Report on the hackathon team Navalny

    I work in the IT department of the campaign headquarters for the registration of Alexei Navalny as a candidate for the presidential election in Russia in 2018. We have a small staff of developers, but resources are not always enough to implement all interesting projects and generate fresh ideas.

    Hackathon team Navalny

    Therefore, on July 26, we announced a hackathon to create products and tools to help the campaign and its volunteers.

    We asked all those involved in the creation of IT-projects to propose their project ideas, and those who did not have them - offered their own. Over 2 weeks, more than 100 applications arrived, the vast majority - from developers. Here are the number of applications mentioning various languages ​​/ technologies:

    Python - 27
    JavaScript - 18
    C / C ++ / C # - 17
    Java - 16
    PHP - 11
    Swift / Objective-C - 7
    NodeJS - 4
    Ruby - 3
    Scala - 3
    Go - 2
    Assembler - 1

    This distribution pleased us, because our main stack is Python (Django) and JavaScript (jQuery, React).

    We gathered all the participants in a general chat in Telegram in advance and started discussing projects and searching for teams. As a result, when on Saturday, August 12, 57 people came to our Moscow and St. Petersburg headquarters, almost all of them already knew with whom and what task they would work, and some even prepared small prototypes. There were 19 teams in total, which within 2 days realized their ideas on how they can help the campaign.

    Throughout the hackathon, the leaders of our IT team and invited experts advised the participants and helped them choose the best solutions. In the final, the teams talked about what they did and showed their prototypes, and the jury (the head of the campaign headquarters Leonid Volkov , FBK director Roman Rubanov , FBK creative director Elena Marus , IT consultant Vladislav Zdolnikov and UX expert Alexei Kopylov ) called 3 winning projects. They became the Bulk Live application, a virtual call center and Telegram-CEC .

    Hackathon

    Here is a short description of these and other interesting hackathon projects. Links to the github are included, so if any project interests you, you can always join and help the participants to bring it to the end.

    • The Bulk Live application allows you to listen to live streaming from our YouTube channel and recordings. The team managed to set up a server ready to receive an RTMP stream from the studio and distribute it to users, api for receiving broadcast metadata and an iOS application.
    • A virtual call center (or, as we call it, “Cloud Dialer”) is a system through which each volunteer can call a voter and agitate him to vote for our candidate. She will also show the user the proposed conversation scenario for headquarters. It is based on the Asterisk computer telephony system.
    • Telegram-CEC is a logical development of the project of the Voice Association SMS-CEC . It will allow, through a telegram bot, to collect preliminary election results from observers, as well as to collect a single database of violations and monitor the situation on election day throughout the country on a map in real time.

      image
      navalny-observer.herokuapp.com

    • The bot detector determines from a comment from any social network the probability that its author is an inhabitant of Olgino . We plan to actively use it in the fight for the cleanliness of the Internet.
    • The pod-bypass map is a door-to-door agitation system.

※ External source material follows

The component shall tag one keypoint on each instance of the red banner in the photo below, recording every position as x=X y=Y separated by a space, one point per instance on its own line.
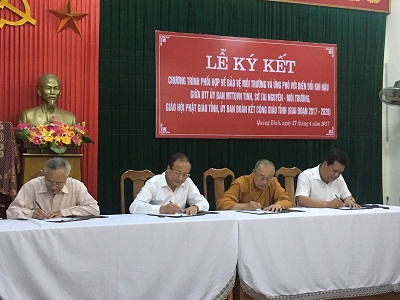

It shows the campaign coverage of each region and district, allows the volunteer to sign up to bypass a specific entrance and report on the work done through a telegram bot.
    • On the Navalny Answer site, everyone can find a video answer from our candidate to their question, add a question that has not yet been asked, or a video with an answer that has not yet been added.
    • In the Pulse application, participants propose implementing the “ Red Button ” functionality , notifying all our supporters in a small radius around the user that something is happening to him (both good and unpleasant) and inviting to join.

    We will continue to work with these and other teams after the hackathon and will try to release them as soon as possible for widespread use. We want to thank those who participated and helped us organize everything, as well as invite everyone to join the projects already started and the future hackathons of our campaign.